The reason why the floating point value (using a representation that is specified in IEEE 754) cannot precisely represent a value like 5.55 is that it uses the binary rather than the decimal number system. There is simply no finite sequence of binary digits that yields the value 5.55. In contrast, 5.5 decimal is exactly 101.1 binary.

It's somewhat similar to the situation with the decimal number system and a value like a third: values like 0.3, 0.33, 0.333 are better and better approximations of one third, but there is no finite sequence of digits that encodes one third exactly.
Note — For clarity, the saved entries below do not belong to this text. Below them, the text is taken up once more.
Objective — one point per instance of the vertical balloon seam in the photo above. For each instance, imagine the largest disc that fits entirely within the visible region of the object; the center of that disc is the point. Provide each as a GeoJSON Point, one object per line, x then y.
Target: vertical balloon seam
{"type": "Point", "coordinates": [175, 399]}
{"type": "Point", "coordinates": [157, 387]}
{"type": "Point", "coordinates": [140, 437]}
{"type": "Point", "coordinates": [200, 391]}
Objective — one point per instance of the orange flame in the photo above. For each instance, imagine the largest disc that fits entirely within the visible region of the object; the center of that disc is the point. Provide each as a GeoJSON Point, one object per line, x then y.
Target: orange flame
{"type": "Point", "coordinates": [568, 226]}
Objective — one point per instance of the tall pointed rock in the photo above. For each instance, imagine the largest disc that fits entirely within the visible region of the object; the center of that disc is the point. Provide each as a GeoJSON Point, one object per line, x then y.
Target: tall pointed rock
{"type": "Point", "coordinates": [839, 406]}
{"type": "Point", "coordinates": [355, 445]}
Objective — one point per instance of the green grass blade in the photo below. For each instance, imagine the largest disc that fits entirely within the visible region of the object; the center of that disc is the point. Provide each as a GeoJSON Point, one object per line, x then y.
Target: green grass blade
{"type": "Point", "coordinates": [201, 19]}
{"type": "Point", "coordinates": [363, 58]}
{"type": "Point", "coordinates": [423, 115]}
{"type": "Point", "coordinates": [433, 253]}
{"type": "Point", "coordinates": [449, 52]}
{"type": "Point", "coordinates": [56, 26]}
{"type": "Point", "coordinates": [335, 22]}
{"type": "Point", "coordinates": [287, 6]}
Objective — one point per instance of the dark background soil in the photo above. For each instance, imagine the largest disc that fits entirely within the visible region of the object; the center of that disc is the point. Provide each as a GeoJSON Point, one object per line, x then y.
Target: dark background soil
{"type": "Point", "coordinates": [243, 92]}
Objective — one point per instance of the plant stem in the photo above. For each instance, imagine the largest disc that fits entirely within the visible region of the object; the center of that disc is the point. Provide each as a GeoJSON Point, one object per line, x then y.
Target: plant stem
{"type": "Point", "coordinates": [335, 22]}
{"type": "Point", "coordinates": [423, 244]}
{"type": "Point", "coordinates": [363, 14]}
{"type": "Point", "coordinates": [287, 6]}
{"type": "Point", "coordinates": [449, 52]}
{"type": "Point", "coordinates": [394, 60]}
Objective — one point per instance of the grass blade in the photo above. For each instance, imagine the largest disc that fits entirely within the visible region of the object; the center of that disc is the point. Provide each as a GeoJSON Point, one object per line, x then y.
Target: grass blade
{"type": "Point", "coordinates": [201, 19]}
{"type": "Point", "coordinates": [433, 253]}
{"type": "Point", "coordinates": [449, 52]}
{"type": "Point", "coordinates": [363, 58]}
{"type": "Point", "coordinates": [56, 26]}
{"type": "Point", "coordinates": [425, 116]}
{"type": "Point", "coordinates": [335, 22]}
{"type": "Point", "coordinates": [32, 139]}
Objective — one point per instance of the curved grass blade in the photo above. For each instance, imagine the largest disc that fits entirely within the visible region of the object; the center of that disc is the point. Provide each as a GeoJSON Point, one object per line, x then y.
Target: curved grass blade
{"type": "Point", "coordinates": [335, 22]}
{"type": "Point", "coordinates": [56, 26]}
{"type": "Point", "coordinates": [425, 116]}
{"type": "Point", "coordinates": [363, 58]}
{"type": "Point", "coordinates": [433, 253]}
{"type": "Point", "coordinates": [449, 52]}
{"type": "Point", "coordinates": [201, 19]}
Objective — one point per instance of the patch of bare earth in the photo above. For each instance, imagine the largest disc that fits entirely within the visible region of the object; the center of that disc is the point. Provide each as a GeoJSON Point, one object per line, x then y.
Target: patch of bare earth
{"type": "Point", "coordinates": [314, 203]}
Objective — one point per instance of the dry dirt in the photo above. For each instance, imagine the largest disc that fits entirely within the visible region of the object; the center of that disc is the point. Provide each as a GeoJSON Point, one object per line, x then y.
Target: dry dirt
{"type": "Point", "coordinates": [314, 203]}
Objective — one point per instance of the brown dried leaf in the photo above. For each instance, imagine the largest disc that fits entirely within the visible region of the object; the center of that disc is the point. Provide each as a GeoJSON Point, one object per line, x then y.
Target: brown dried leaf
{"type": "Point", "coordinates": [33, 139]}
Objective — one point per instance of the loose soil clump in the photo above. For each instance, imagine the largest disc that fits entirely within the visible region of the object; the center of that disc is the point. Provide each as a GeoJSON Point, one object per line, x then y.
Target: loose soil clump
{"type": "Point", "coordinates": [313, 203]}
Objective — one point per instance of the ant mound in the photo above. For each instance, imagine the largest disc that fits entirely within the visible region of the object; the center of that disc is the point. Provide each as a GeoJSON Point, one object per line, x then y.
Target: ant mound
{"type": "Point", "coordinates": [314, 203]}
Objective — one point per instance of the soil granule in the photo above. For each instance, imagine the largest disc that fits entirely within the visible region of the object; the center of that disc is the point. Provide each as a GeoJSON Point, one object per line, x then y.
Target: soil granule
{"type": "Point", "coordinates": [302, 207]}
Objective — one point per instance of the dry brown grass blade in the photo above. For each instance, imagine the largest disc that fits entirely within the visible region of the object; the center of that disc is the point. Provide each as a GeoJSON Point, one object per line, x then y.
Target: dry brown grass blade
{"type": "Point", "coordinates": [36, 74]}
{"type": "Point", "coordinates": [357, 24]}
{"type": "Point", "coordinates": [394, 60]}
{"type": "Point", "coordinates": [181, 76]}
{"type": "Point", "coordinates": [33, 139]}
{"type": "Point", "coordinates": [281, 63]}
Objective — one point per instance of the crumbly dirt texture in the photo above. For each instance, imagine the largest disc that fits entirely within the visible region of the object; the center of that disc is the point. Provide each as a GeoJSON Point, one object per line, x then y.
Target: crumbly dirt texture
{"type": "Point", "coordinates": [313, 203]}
Using the number system with base 3 it would be trivial: 0.1 (as a "ternary" number) is exactly one third.

When you don't start out with precisely 5.55 but rather have 5.54999999999999982236 (approximately, because we are now looking at a decimal encoding of a value which was given in binary ;-), rounding will behave differently.

So it is still working as specified. ;-)

FourLeafTec commented 1 day ago

OMG!

I can't believe I was so foolish to forget about the precision loss issue with float/double. @mosuem You're absolutely right, this is working as intended. @eernstg Thank you so much for clarifying this for me.